In particular, the group concentrated on political, economic and military issues in Southeast Asia, including several disputed territories.
No less than 10 national governments were targeted, including Thailand, South Korea, Vietnam, India and Malaysia.
APT-30 hackers developed a standard set of tools and techniques since around 2005, allowing them to work in shifts.
It hid malware in emails sent to unsuspecting targets. When downloaded, malware can give hackers control of a target's computer and obtain access to its network.
To be sure, FireEye described one episode last year when APT30 attacked more than thirty targets in an Asian country that was undergoing a significant political transition.
APT30 sent fake emails that looked as if they came from an official government agency. The emails were written entirely in the target country's language, and the subject line read-- "Foreign journalists' Reactions to the political transition."
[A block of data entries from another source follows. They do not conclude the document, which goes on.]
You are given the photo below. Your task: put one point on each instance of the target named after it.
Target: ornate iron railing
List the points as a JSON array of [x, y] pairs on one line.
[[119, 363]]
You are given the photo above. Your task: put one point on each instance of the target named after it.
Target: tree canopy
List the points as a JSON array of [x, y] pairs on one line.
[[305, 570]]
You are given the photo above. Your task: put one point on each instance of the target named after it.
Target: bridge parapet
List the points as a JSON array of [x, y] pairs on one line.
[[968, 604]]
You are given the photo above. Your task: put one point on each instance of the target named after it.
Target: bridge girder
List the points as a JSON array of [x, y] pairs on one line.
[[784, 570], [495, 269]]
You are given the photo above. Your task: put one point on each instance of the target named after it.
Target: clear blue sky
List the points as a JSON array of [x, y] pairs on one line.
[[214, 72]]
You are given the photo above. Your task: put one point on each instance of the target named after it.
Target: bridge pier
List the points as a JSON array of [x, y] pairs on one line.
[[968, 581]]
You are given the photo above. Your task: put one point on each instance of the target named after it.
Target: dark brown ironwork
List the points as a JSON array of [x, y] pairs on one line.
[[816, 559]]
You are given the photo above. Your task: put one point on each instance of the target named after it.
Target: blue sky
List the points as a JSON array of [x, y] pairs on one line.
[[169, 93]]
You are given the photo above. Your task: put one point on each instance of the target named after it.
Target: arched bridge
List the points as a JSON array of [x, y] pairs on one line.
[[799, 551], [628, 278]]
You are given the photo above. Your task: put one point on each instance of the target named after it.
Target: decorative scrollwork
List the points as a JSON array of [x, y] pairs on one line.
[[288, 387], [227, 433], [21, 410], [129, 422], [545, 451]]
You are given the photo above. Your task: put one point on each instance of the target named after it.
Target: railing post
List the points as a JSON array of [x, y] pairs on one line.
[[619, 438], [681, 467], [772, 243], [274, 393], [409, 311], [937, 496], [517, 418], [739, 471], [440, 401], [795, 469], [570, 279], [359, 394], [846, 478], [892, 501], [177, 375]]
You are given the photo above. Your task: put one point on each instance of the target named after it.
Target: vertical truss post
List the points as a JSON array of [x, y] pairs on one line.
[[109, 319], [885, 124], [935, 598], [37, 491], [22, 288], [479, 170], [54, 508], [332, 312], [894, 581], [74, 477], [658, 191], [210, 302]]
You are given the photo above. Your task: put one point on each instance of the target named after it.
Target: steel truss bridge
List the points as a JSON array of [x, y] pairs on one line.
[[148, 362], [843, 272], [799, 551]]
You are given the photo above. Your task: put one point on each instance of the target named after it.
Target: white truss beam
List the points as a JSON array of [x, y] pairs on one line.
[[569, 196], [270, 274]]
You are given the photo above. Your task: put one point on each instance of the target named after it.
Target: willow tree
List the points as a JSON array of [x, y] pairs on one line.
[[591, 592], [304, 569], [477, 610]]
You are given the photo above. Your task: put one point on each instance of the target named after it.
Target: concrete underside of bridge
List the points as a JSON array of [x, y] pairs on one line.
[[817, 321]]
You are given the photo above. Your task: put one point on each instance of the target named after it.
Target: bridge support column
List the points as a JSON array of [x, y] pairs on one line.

In 2012, APT30 sent an email to more than fifty reporters with the subject line "China MFA Press Briefing 29 October 2012-Full Transcript."
Other tactics were more sophisticated, including methods that provided access to networks that were not connected to the Internet at that time.
In some cases, the group would seek to infect a target's home computer. If a portable storage device was connected to that computer, and later to a device within the secure network, APT30 would gain access.